There is no point trying to teach concepts to students who don't have sufficient self-control to keep a column of numbers straight on a page. It may in fact be possible to teach the concepts, but it won't by itself result in them being able to ever "do" math or science in any socially useful sense.
If my analysis is correct, then to get STEM education to work, we need to have wide-spread specialized remedial courses in structured work and self-discipline. It's absurd to expect our math and science teachers to have to do that on top of teaching math and science.
In mathematics, the passing score for any concept should be 100% - - the only exceptions being questions that were poorly designed. "Sort of knowing" something will not cut it. Getting "most of the equation right" except for that one term there will not get most of the answer right.
This seems to come as a surprise to people, students and teachers alike.
Yes, in the long run, we should improve things, but in the short run, don't bet on it working.
If we cannot make our individuals reliable, that doesn't mean we are unable to make combinations of individuals reliable.
And, just like SEAL teams in the military, maybe these teams should persist across years, learn to work well with each other, and then go apply for jobs as a team, not as an individual, and stay together on the job.If we're going to go that direction, then the dollars, priorities, and emphasis in education needs to change from attempting to maximize individual skills and reliability to maximizing combined skills and reliability of small treams of people working on problems together.
On the job front, one way to handle the logistics would be to incorporate the team as, say, an LLC and have the LLC take a job slot as a "consultant." That can be done with today's technology.
The problem is the educational system, oriented almost entirely around work-units of size 1, that is, "individuals."
Not only should that be "fair", it should be encouraged.
- We could try to back-fill remedial high-quality self-discipline into our students and culture and also "learn math", or
- We could try to remove the "do your own work separately" constraint and start tackling problems as pairs of somewhat-sloppy but cooperating individuals.
My point is, if we want to be sloppy about our personal work habits, and we appear to take that as a cultural norm, and if we HAVE to be concerned about product reliability, which is demanded by the mission or a competitive marketplace, then we have no choice that I have seen so far besides figuring out how cancel out that sloppiness by working together.
While we're at it, let's say the dyad should be allowed to have permanent full-time access to the internet during any portion of training, education, examination, or activity during the actual job. That's realistic these days.
Here's a crucial point: if we demand students perform amazingly well as individuals and graduate high-school and college as "singlets" before considering them for inclusion in a work team, there are two guaranteed results:
- People who would make great team members and totally boost team energy and morale, say, but are mediocre working alone will never get a chance, as they'll drop out early as "failures".

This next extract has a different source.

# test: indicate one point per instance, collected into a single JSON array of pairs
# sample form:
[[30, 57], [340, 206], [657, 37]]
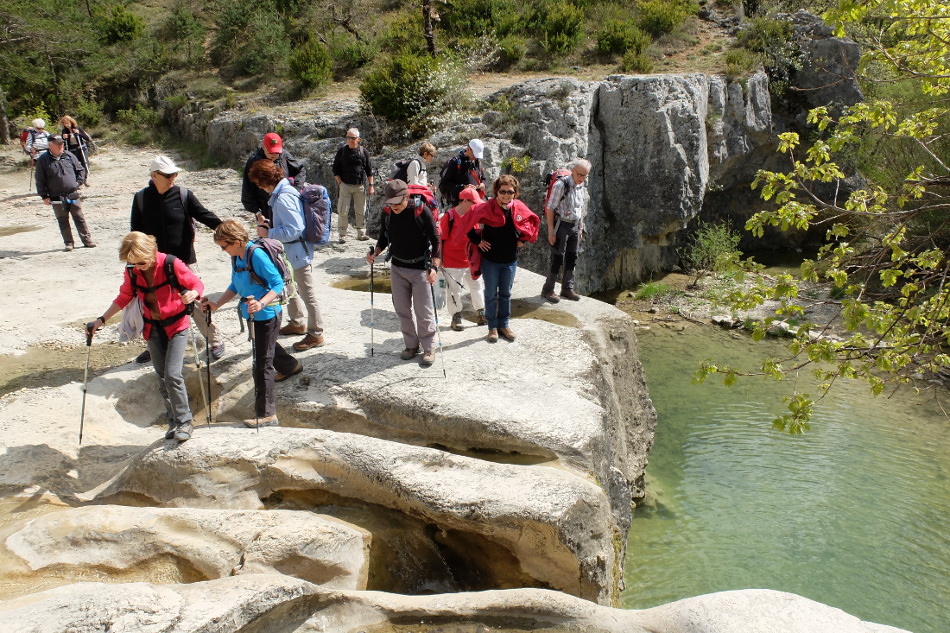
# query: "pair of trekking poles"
[[372, 315], [194, 345]]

- The people who do succeed as singlets are then supposed to do a u-turn and work as team members, which they just spent 12 or 16 years learning to avoid.
So now the question is, can dyads of Americans, with access to the world wide web, working just with each other and learning over time how to operate as a team, trained as a team, operating as a team, outperform Chinese singlets working with what they learned and stuffed in their heads, without access to web?
My thought is, yes.
I guess, when you're coming from behind, "whatever works" is a good philosophy. We have a lot of sports where doubling-up on your opponent is a winning strategy, don't we?
Besides .. it sure beats having to learn algebra for real.